How Bulimia Can Impact Family Relationships
The condition heavily impacts the family members of those who have bulimia. They might feel guilty for allowing it to progress or believe that they have given inadequate support to their loved one. While many of the causes of bulimia involve how the family has treated the loved one in the past, it is not usually the intention of family members to have their loved one develop bulimia. Unless family members have been intentionally mistreating their loved one or have displayed violent behaviors, they are not to blame. However, this does not apply to dysfunctional families who have created toxic conditions that allowed extreme insecurity to take hold.

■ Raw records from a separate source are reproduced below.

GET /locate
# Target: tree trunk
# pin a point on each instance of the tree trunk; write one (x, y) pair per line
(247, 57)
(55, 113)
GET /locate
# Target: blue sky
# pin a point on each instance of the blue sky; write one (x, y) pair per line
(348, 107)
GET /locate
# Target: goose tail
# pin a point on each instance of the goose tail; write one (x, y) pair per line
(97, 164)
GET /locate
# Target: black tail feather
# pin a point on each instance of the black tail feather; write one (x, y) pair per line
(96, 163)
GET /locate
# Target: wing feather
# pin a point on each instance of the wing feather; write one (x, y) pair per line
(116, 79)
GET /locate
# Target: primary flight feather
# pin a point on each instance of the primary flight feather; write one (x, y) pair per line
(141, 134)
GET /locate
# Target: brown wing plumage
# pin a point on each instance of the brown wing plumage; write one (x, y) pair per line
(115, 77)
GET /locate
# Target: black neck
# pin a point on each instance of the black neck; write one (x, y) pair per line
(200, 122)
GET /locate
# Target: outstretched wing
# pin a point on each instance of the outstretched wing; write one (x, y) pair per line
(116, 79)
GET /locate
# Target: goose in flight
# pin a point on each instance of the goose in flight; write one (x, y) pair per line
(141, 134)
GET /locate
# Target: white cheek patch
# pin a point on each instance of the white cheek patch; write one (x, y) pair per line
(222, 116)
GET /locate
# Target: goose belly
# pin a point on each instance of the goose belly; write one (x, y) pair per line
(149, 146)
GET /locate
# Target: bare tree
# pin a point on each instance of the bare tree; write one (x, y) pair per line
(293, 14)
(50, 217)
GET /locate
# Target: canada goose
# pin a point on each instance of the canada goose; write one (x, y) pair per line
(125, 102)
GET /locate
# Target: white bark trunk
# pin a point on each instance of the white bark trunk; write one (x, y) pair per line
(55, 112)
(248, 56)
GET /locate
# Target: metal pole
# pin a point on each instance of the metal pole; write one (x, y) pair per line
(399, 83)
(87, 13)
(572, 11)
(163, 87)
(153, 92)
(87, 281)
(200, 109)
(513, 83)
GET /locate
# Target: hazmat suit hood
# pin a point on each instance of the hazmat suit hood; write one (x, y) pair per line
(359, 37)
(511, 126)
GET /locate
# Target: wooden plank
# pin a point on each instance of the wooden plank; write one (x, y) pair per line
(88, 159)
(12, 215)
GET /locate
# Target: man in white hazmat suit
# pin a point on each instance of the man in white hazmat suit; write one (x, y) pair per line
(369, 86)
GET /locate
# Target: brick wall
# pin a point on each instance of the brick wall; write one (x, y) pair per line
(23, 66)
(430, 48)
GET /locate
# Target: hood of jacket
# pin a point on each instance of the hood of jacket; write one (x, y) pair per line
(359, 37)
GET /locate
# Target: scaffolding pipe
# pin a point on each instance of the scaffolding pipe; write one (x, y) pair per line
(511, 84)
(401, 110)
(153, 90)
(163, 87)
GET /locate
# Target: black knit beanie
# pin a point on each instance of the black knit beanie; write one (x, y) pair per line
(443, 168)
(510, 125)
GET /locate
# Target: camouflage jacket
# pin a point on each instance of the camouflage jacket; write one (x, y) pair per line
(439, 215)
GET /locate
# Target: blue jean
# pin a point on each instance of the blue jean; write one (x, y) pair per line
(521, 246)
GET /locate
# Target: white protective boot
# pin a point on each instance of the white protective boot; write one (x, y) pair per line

The behaviors might get downplayed or even flat out denied by the person who is trying to sustain them. — Lisa Ferentz LCSW-C, DAPA
Other families are affected in different ways by having a member who has bulimia. Some may not acknowledge the mental condition, resorting to admonishing or punishing their loved one for engaging in behaviors which they think are foolish and easily controlled. Some may also react with anger due to the impact of bulimia on their lives; treatment can be expensive and time-consuming, and the condition can strain family relationships. Others may be ashamed, given the stigma that surrounds mental health still exists for some people. These responses may not be helpful to the person with bulimia, so treatments must be able to address them to ensure better outcomes.
Treatment options for those who have bulimia often include constant monitoring as well as the administration of anti-anxiety or anti-depressant medication, since both anxiety and depression tend to go along with bulimia. Serious cases might require hospitalization to ensure that the person is still receiving proper nutrition. For less dangerous situations, intensive outpatient monitoring may be a viable option, and this will involve monitoring and vigilance on the part of the family to ensure that recovery takes place.
Denying the problem and thereby denying its effects are not uncommon. Patients sometimes lie also about the severity of their condition, further hampering the selection of appropriate treatment options. — Judy Scheel Ph.D., L.C.S.W., CEDS
A patient may also undergo cognitive behavioral therapy. This form of treatment seeks to change the harmful behaviors of people with bulimia by helping them control their condition and identify strategies that work for them. Psychotherapy sessions may also be given to family members, educating them on proper ways to reach out to their affected loved one. The therapist will teach them how to care for the patient actively, and they will also address any lingering family issues. This intervention allows the family to become a more effective support system for their loved one, further hastening recovery and preventing relapses.